POLAND: A New Party Boss Takes Charge
As a few strikes persist and workers launch free unions
The three-room flat in a crumbling pre-war building in central Warsaw normally houses a family of five. Last week it was suddenly transformed into the bustling headquarters of Warsaw's new independent trade union. Day after day, a steady stream of workers flowed through the kitchen to sign up for membership. In the back bedroom, beneath a photograph of Pope John Paul II, workers sat at a round table discussing union organization with intellectuals and lawyers who had volunteered to advise them. The commotion did not bother Stanislawa Runowska, 68, a round-faced woman who lives in the flat with her daughter and three other relatives. "It is all for the good of the Polish nation," she explained with a smile. "We are patriots."

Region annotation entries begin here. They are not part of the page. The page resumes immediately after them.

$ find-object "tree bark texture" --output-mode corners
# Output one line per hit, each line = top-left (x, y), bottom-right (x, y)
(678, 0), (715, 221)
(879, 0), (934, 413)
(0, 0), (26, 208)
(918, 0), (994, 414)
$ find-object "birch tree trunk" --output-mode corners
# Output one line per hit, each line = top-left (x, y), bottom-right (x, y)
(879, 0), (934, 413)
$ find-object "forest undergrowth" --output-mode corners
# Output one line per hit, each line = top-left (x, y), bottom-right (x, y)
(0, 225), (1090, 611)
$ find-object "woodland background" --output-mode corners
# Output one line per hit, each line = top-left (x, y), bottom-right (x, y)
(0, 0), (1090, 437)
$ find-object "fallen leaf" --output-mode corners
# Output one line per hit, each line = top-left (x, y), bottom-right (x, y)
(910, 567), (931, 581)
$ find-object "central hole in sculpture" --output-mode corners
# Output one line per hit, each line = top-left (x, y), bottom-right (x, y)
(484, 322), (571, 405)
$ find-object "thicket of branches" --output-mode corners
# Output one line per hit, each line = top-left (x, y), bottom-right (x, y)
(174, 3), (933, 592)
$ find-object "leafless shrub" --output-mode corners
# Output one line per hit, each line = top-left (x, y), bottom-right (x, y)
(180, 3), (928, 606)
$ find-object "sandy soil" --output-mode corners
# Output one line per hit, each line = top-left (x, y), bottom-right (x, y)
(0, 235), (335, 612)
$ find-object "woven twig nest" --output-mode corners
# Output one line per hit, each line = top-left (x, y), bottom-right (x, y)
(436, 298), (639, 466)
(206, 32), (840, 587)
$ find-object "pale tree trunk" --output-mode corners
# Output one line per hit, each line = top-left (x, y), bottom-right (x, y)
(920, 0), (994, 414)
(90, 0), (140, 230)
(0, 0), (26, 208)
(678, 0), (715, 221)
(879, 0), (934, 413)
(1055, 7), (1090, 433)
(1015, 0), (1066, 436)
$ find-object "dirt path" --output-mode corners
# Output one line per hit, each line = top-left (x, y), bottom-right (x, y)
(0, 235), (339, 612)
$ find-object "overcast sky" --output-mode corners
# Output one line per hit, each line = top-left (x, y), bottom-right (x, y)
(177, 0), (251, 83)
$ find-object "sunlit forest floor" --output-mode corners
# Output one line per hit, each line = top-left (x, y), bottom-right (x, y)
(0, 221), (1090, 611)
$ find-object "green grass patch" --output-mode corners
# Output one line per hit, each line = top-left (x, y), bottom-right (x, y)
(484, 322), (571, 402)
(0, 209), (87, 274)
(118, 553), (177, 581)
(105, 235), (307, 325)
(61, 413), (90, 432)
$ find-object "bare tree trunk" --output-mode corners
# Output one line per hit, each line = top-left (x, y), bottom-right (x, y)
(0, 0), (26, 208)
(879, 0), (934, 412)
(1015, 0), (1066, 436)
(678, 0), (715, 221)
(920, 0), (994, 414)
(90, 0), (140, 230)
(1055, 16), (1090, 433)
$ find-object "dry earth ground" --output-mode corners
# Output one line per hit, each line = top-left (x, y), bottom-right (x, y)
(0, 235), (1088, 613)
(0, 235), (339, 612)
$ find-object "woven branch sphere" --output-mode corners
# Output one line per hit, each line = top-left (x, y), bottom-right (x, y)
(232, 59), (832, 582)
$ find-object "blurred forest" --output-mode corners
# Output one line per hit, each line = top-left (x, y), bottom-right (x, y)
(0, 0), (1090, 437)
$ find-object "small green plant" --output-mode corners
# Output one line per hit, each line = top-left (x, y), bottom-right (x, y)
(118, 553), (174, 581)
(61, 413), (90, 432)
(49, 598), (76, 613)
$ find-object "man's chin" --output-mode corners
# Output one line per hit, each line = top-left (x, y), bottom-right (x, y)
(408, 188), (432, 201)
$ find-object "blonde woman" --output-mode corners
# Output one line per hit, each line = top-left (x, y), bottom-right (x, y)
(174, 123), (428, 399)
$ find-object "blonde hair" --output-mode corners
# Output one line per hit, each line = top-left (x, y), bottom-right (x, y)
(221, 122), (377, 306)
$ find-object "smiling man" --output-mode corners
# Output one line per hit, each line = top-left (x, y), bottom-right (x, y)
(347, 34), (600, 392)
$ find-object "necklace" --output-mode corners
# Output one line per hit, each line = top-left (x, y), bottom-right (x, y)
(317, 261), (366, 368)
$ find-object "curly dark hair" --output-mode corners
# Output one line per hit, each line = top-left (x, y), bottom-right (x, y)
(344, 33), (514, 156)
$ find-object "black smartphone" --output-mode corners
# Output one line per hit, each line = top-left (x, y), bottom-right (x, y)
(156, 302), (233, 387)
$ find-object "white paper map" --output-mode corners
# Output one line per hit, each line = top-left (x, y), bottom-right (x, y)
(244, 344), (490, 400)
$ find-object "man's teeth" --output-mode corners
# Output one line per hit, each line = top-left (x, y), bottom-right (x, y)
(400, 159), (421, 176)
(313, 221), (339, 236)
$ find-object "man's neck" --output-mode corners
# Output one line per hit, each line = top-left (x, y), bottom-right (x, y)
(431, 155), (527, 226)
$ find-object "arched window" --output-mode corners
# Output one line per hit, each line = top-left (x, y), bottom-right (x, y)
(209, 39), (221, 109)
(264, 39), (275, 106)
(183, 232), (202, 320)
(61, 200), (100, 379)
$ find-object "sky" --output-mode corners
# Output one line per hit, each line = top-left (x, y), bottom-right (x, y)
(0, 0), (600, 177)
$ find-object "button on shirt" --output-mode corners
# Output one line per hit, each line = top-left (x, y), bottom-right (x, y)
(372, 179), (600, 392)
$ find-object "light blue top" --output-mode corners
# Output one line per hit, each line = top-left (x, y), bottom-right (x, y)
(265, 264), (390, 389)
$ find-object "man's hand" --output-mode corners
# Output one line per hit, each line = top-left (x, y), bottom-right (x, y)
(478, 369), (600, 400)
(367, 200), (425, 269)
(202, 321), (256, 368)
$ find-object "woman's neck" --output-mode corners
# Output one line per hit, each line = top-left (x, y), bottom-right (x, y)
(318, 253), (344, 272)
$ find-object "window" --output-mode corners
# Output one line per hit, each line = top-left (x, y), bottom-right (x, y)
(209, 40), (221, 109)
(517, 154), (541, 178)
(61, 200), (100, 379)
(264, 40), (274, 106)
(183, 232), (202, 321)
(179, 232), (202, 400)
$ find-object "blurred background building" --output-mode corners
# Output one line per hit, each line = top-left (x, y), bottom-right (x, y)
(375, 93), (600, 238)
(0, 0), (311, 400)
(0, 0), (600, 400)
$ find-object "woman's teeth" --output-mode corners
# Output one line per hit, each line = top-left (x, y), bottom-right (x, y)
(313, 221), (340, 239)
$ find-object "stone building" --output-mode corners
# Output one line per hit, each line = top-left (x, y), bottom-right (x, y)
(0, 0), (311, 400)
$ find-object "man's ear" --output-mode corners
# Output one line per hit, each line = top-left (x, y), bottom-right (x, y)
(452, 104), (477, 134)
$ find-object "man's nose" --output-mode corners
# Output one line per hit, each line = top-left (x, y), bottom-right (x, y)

Similar scenes were taking place elsewhere in the country as workers scrambled to form the independent unions they had been promised by the government in a series of extraordinary strike settlements. Negotiated separately in Gdansk, Szczecin and Jastrzebie, the accords had ended the country's major strikes after two months of labor turmoil. Now the workers were seeking the fruits of their hard-won victory. In Gdansk, the union headed by Lech Walesa, leader of the Lenin Shipyard strike, was already operating out of its new headquarters in the busy Baltic port. In the capital, faculty members of Warsaw University were organizing a teachers' union. The Szczecin-based board of the Polish seamen and dockworkers was planning to submit a motion of secession from the party-controlled Central Council of Trade Unions (C.R.Z.Z.).
Such mass defections threatened to reduce the government's official labor organizations to empty administrative shells. Seeking to avoid that eventuality, newly installed C.R.Z.Z. Chairman Romuald Jankowski called for sweeping reforms aimed at turning the existing bodies into "independent and self-governing organizations for working people." He appealed to workers to remain in the old unions, elect new leaders, and "help us change our policy."
But few workers seemed willing to renounce the right to create their own unions. On the contrary, scattered strikes broke out in more than a dozen factories as skeptical workers demanded assurances that the major agreements signed elsewhere also applied to them.